Over a passage of time, this series of photos by Nina Berman depicts Iraq veteran Ty Ziegel and his girlfriend. Berman captures the couple before Ziegel went to war, Ziegel as a handsome soldier serving overseas, Ziegel disfigured by a horrible accident on the battlefield, Ziegel and Kline on their wedding day, and Ziegel alone, after the couple separated and eventually divorced three months after their marriage. It's not my intention to sensationalize those events in a young man's life, only to point out the power of photography to place his story before us. We know war is hell, but we're seldom confronted with its consequences. I don't think I'm politicizing Ziegel's story if I say, we this series of images serves as a pointed reminder that we should be damn sure we're initiating a war for good reasons before sending our young men and women over there, the length of their lives stretched out before them. I have to note that I feel somewhat trite even writing the preceding, since the point seems obvious.

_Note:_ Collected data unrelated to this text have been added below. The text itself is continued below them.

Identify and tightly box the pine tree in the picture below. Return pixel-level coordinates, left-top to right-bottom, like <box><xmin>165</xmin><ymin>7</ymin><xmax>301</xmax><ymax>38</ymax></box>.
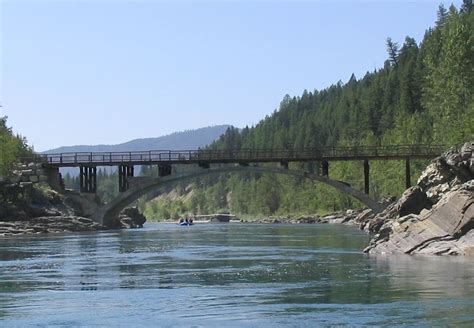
<box><xmin>461</xmin><ymin>0</ymin><xmax>472</xmax><ymax>13</ymax></box>
<box><xmin>386</xmin><ymin>37</ymin><xmax>399</xmax><ymax>67</ymax></box>
<box><xmin>436</xmin><ymin>4</ymin><xmax>449</xmax><ymax>27</ymax></box>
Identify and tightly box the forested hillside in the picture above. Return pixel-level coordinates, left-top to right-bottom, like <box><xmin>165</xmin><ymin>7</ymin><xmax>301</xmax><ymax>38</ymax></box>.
<box><xmin>142</xmin><ymin>3</ymin><xmax>473</xmax><ymax>220</ymax></box>
<box><xmin>0</xmin><ymin>116</ymin><xmax>33</xmax><ymax>177</ymax></box>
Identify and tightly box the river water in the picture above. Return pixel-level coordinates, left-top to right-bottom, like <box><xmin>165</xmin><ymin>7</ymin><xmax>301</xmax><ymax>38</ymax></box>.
<box><xmin>0</xmin><ymin>223</ymin><xmax>473</xmax><ymax>327</ymax></box>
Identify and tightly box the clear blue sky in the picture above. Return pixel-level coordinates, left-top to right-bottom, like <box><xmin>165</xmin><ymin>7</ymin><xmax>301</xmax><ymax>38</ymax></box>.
<box><xmin>1</xmin><ymin>0</ymin><xmax>461</xmax><ymax>151</ymax></box>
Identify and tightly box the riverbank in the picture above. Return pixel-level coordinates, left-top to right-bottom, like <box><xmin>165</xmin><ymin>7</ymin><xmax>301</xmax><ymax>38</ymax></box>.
<box><xmin>0</xmin><ymin>182</ymin><xmax>146</xmax><ymax>236</ymax></box>
<box><xmin>0</xmin><ymin>216</ymin><xmax>102</xmax><ymax>235</ymax></box>
<box><xmin>237</xmin><ymin>209</ymin><xmax>364</xmax><ymax>225</ymax></box>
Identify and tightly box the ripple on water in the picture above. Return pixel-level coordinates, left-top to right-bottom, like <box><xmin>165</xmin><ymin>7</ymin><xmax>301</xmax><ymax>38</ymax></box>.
<box><xmin>0</xmin><ymin>223</ymin><xmax>473</xmax><ymax>327</ymax></box>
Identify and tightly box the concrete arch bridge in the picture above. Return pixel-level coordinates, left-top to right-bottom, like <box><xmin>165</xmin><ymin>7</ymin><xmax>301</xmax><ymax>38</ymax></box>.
<box><xmin>93</xmin><ymin>166</ymin><xmax>385</xmax><ymax>226</ymax></box>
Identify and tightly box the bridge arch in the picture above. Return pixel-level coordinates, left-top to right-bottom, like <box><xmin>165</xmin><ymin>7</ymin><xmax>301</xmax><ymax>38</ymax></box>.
<box><xmin>93</xmin><ymin>166</ymin><xmax>384</xmax><ymax>226</ymax></box>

If only we'd adhered to the principle.
The photography blog BagNewsNotes posted an image from this series in early 2007. Reading the comments on that post, it's both poignant and shocking to see how they encapsulate hope and well wishes upon Ziegel's marriage. Yet the full photo series tell a different story. Kudo to Ziegel for allowing the entire story to be told.
Regarding the Pain of Others is, of course, the title of Susan Sontag's book on the impact of photography's depictions of violence and atrocities.